Firenze, 25 febbraio 2024 – Sta meglio, ma non ancora del tutto. Il dolore è diminuito, ma le conseguenze fisiche ed emotive della manganellata in pieno volto si sentono tutte anche il giorno dopo. È in fase di ripresa Maria, studentessa della facoltà di Economia, di 21 anni, che venerdì è uscita dal corteo pro Palestina con il naso rotto e un taglio sotto l’occhio destro. Dall’ospedale l’hanno dimessa con una prognosi di 20 giorni. Doveva essere una manifestazione pacifica, ma è finita con la carica dei polizia nei confronti dei ragazzi, molti dei quali minorenni, e Maria ha avuto la peggio.
«Fa ancora male - racconta - faccio ancora fatica ad aprire l’occhio e se lo apro vedo molto sfocato. I dottori, però, mi hanno rassicurato che pian piano recupererò completamente. Devo stare una ventina di giorni a riposo". Superata la confusione iniziale, inizia a metabolizzare l’accaduto. "Ho deciso di sporgere denuncia - continua - sto cercando di raccogliere i video di chi era lì e ha filmato. Al di là della mia esperienza, ma soprattutto per far sì che se ne continui a parlare. Le cariche che ho visto sono state tutte a freddo".
La 21enne aveva deciso di partecipare per pura e semplice solidarietà per il popolo palestinese, non aveva seguito personalmente la fase organizzativa. "Quando la situazione è degenerata ero molto indietro nel corteo. In modo molto pacifico ci stavamo dirigendo verso il consolato americano - ricorda - In quel momento ho visto gente correre indietro e scappare, c’erano tanti ragazzini preoccupati. Ho raggiunto la testa del corteo per vedere cosa stesse succedendo e per filmare. Ho fatto in tempo a fare un video brevissimo, poi all’improvviso la manganellata in faccia. Ero ferma, come lo erano anche gli altri. Non c’era una spinta verso il consolato".
Minuti concitati, le urla dei partecipanti e gli spintoni, poi il buio. Di riflesso al colpo preso Maria ha chiuso gli occhi, si è coperta il viso con le mani, mentre altri la aiutavano ad allontanarsi dalla calca. "Qualcuno mi ha tirato fuori e ha chiamato l’ambulanza. Ho avuto paura, pensavo che mi avesse colpito l’occhio e invece per fortuna me l’ha mancato di un centimetro. Ho provato anche tanta rabbia".
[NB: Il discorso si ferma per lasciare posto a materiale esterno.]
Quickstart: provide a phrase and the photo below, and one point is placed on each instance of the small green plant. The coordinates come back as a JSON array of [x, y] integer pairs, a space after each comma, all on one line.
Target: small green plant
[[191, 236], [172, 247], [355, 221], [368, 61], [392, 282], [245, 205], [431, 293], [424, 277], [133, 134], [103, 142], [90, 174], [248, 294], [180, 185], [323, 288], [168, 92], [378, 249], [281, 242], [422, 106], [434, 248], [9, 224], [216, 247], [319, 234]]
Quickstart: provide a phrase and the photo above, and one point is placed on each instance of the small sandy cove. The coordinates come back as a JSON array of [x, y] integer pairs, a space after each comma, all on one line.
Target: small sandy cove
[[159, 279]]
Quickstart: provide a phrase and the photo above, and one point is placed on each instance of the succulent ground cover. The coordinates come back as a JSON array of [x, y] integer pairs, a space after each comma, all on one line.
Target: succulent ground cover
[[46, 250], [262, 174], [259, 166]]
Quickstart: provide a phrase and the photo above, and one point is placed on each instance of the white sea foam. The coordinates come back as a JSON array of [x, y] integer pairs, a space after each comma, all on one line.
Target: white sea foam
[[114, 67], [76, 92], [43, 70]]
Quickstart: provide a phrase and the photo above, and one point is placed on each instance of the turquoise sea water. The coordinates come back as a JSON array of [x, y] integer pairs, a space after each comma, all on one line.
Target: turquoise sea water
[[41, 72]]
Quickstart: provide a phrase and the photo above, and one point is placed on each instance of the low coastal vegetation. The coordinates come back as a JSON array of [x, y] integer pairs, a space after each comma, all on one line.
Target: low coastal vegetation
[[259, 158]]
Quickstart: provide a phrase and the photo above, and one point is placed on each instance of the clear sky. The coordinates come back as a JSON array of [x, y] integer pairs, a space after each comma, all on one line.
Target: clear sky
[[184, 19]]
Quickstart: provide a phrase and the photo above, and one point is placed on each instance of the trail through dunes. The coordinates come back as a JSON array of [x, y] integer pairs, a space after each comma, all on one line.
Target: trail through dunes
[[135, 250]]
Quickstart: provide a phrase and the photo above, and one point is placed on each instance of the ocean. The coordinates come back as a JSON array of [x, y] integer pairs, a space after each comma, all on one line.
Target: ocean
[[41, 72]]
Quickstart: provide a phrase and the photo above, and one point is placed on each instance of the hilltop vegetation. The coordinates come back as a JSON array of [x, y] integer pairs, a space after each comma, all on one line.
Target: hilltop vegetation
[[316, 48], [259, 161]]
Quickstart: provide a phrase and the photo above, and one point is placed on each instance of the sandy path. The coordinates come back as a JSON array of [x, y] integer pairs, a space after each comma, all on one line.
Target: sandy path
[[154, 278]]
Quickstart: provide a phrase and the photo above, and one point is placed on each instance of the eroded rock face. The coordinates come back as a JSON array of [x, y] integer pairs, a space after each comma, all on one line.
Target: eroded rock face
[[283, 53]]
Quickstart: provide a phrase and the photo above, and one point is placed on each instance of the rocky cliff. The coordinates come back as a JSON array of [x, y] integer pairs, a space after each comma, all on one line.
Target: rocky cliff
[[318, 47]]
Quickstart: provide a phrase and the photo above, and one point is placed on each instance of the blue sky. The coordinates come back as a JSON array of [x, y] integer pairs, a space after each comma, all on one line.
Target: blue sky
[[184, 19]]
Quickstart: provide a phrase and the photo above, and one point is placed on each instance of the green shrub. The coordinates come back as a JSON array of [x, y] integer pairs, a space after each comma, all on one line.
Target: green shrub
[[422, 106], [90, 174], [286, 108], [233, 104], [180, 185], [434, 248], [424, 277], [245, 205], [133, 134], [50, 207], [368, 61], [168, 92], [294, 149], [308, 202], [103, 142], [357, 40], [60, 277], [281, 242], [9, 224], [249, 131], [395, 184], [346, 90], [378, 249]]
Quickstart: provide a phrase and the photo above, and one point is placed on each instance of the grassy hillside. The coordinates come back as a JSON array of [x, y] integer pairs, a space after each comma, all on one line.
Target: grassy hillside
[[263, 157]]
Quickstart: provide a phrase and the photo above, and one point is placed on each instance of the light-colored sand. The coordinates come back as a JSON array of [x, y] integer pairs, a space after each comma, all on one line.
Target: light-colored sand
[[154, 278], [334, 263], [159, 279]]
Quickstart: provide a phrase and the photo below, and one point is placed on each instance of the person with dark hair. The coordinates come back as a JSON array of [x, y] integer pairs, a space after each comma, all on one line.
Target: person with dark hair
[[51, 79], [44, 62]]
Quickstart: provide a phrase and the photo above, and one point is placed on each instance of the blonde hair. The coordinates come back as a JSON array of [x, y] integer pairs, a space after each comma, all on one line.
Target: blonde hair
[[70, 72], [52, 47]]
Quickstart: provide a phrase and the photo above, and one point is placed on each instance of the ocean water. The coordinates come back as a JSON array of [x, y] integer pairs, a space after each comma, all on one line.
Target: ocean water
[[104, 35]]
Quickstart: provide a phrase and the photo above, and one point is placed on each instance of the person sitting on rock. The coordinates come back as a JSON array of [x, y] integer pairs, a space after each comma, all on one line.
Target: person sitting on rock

Sentimento che pervade anche gli altri. Il giorno dopo la voglia di farsi sentire è ancora più forte. In classe si è preferito non parlare di quanto successo. Alcuni professori hanno voluto mostrare vicinanza ai ragazzi affiggendo in bacheca una lettera di condanna all’uso della violenza. Gli studenti e le studentesse del liceo Machiavelli e dell’istituto Capponi hanno organizzato una conferenza stampa all’uscita da scuola. Davanti a quei muri dove resistono i manifesti che invitano a chiedere all’unisono il cessate il fuoco. Sono giovanissimi, nessuno di loro ha compiuto i 18 anni, ma consapevoli.
«Quello che è successo non è tollerabile - esordiscono Lara, Bianca e Giulia - Non siamo terroristi, volevamo solo esprimere il nostro dissenso. Ed è assurdo che in un luogo di formazione non si faccia informazione reale. Basta censura, basta tappare le bocche, basta minacce". "A scuola ci hanno minacciato di metterci note o voti bassi se avessimo aderito allo sciopero - aggiunge Francesco - Ma noi non ci facciamo intimorire". "Nelle settimane precedenti al corteo avevamo organizzato alcune iniziative contro il genocidio in Palestina - spiega Anna - Ma ci hanno ostacolato dicendoci che la scuola deve rimanere neutrale e che il nostro compito è studiare".
"Non ci fermiamo. Più ci dicono che non possiamo parlare di una cosa e più vogliamo parlarne - chiosa Anna - Non possiamo e non vogliamo far finta di nulla di fronte alle immagini che arrivano da Gaza. Vorremmo parlarne anche in classe, ma non ce lo lasciano fare".